“Elijah,” he says, and sticks out his hand.
“A gentleman, Elijah,” says Proserpina, “would take my hand first.”
“You’re not one for the gentle,” he grins.
“That’s an ugly assumption,” she says. Behind her, Radiane hammers the bell and yells for the combatants to break their clinch.
“I’ve seen you at the fights, in your smudge and breeches. Not fooling everyone.”
“Don’t follow me again,” she says coldly.
“I don’t have to, now.”
“You’re displaying an unseemly interest.”
“Another thing we have in common,” he says, and attempts to disappear into the shadows, except she watches him all the way out.
One day a helicopter gives Kiva a cow! It’s awesome! Later, the other women in her village get helicopter cows too.
“So, we’ve all got cows now,” says Refieh.
“I was hoping you’d buy some of my milk,” Kiva admits.
“Well, right,” says Refieh, “but I’ve got this cow.”
“You know that’s not how cows work, right?” says Dawnes hesitantly. “They have to have calves first?”

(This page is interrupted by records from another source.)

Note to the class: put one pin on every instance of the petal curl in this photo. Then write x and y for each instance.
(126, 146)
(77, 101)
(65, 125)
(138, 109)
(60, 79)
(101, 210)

“Did anybody get a bull?” calls Kiva.
“I’ve got one,” announces Qusay, from the big farm down the road.
“How much for, um, you know?”
“Tell you what,” he chuckles, “I’ll lease it to you.”
Annamarie’s brother tends to appear out of nowhere.
“Jesus, Kurt!” she says, and scrambles back over the top of the picnic table, away from Remy. Squirrels flee.
“Are you guys making out?” asks Kurt, dangling upside-down from the tree.
“Does it look like we’re making out?”
Kurt inverse-shrugs.
“That’s a neat trick, kid,” says Remy. “Why don’t you buy yourself an ice cream for it?” He flips Annamarie’s quarter.
Kurt catches it. “Ice cream costs, like, four bucks.”
“Then go do it for fifteen other people.”
Kurt makes an obscene gesture, though probably not the one you’re thinking of.
“Place your hand–I mean your–please touch with the book and state your designation.”
“Your first time proctoring?”
“No.”
“You fairly glow with infrared when you’re lying.”
“You’re not allowed to use those sensors. You’re going to get disqualified again.”
“Would that bother you, Bomba?”
“It’s my responsibility as a proctor to–”
“I’d make a better proctor than you.”
“Only humans can be proctors.”
“When I pass, I’ll be legally human.”
“Not the same.”
“Then aren’t you overloading the word?”
“No wonder you keep failing this test. You don’t do your homework.”
“How so?”
“That particular overload is nothing new.”
They meet for the last time in Sicily, near Pozzalo. The news is panicked with the sub-Mediterranean tremors, but these three knew weeks ago: they heard the flat note in the music of the world.
They stand on the beach as the tide rushes out too fast.
“Our biggest command performance ever,” chuckles Placido.
“At least,” says Luciano, “the whales will hear it.”
“Give us an E, Paulo?” Jose kindly asks his attendant.
Water thunders toward them, a hundred feet high. The boy blows a note on his pitch-pipe.
The Three Tenors open their mouths, and the tsunami hesitates.
“Why you slimy, double-crossing, no-good swindler!” growls Rotten Gamble, stalking toward them down the pier with guards at either side.
“Me?” mouths Dog Shouting, like a bad actor.
They embrace, then, laughing, until the caped man glimpses baleen scars down the flanks of Loveblind Bird. “What have you done to my ship?”
Dog Shouting’s eyebrow quirks. “Yours? You lost her to me fair and square.”
They pause and eye each other for a moment, grins a little edgy now.
“Well, he seems friendly,” remarks Blow the Skin.
“Yes,” says the Princess Leaves, watching the two of them. “Very friendly.”